Not related to your general point about offering premium performance for a price, but I don’t think it works like that. I think you are assuming a file is stored in a Vault (replicated to three other Vaults, each containing the whole file). Whereas it is a chunk (1MB) of a file that is stored on a Vault, and replicated to three other Vaults. Therefore you can’t request one chunk from Vault1, another from Vault2 etc, or rather, this is what always happens.
So SAFE always delivers the get each chunk from a different Vault performance feature and there is no benefit from upping redundancy beyond 4 Vaults.
I was calling the 1MB parts slices and a chunk a part of that slice, perhaps I should’ve used the terms differently.
There’s no technical reason why a client wouldn’t be able to request only a part of that 1 MB part, though it may currently not be implemented. If so I think it should be, it would give a huge boost to download speeds, and the idea in my OP would become possible.
My understanding (I think David Irvine said this recently), is that yes, the API can request a small piece of 1MB chunk, but it is always the whole chunk that is returned (and presumably vice versa). I can see how it might seem inefficient, but efficiencies in systems like this are often counter-intuitive, so it may not be so.
I thought there are at least four copies of each chunk.
Lets say Vault A - D contain the same replicated chunk. When Vault B goes offline a new vault, Vault E, will replicate and start serving the chunk. So, there are always at least four replicated copies of the chunk on the Network. As I understand it, when Vault B comes back online there will be five copies of the chunk.
Over time, it is likely that there will be more than four replicated copies of each chunk; but the network will always try to keep four copies available at all times.
The network will calculate the min number to never lose any data! This is important, we are guessing 4, but it will be dynamic later. There should be no data lost of any kind whatsoever, but more importantly a human should not try and calculate this.
This is common problem in data redundancy on servers. Since a chunk is 1 mb it is so easy to replicate it on demand. Since the nodes that are storing data are so far apart from eachother the event that causes an outage on an individual node does not correlate likely.
Plus a data chunk requiring a strong node to serve the data goes to the strong nodes; A data chunk not so frequently accessed goes to a node with probably less bandwidth and thus that node is relied upon less frequently. It is important to note also that data chunks get stored first on nodes thats are strongest; and lastly on weak nodes if at all.
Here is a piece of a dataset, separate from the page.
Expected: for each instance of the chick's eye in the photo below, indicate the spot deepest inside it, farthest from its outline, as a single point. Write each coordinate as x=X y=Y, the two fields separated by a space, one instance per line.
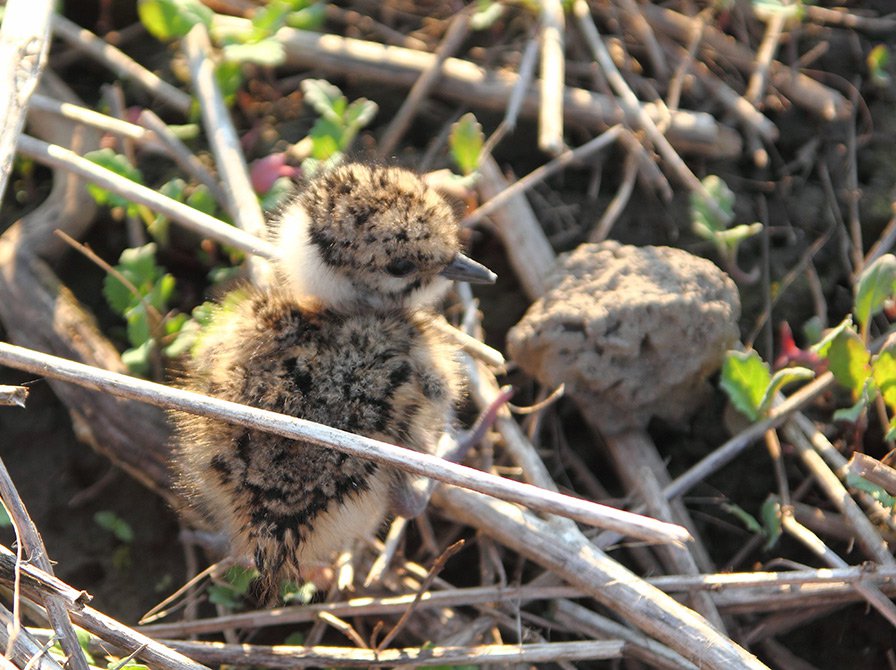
x=400 y=267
This being said. The data redundancy of four is sufficient enough on this dynamic network. One must remove the server idea from the equation that there is not just only one node available to the data chunk to store the data. There is the whole planet of nodes at disposal to immediately replicate the data chunk. Small data pieces replicate quickly is what allows for this to take place.
Storing more data chunks per file will simply cause more space to be utilised; and that would make sense to make more fault tolerance in huge servers but even there they cannot afford to hardly replicate beyond three times. Four is such a gift; not to mention it is done so in a distributed manner which further adds to evolutionary reliability in terms of data storage.
Not smarter ;-), by far, it is a guess to be tested, based on older kadmelia networks like guntilla/emule where 8/20 replicas was enough, but when all connections were very light, i…e not checked for many hours/weeks/months between churn events. As we are milliseconds between churn events then the chance of 4 nodes going down in the average churn event seems unrealistic. This is good, but potentially too good, we may not need 4 copies (kademlia republish is 24 hours, refresh == 60 mins). 4 copies may be way too much IMHO.
The bottom line for us. is that we lose no data, beyond that is just more caching really and not necessary.
I think it’s part of the deduplication process, if the file content is exactly the same, then only one file will exist in the mist…the name doesn’t alter that.
However if you slightly changed the file itself, it might get past as unique.
There are discussions on here that debate this topic from the perspective of video files, different compression schemes, throw in an extra frame etc…it’s going to be interesting to experiment with this, should provide some good threads on here.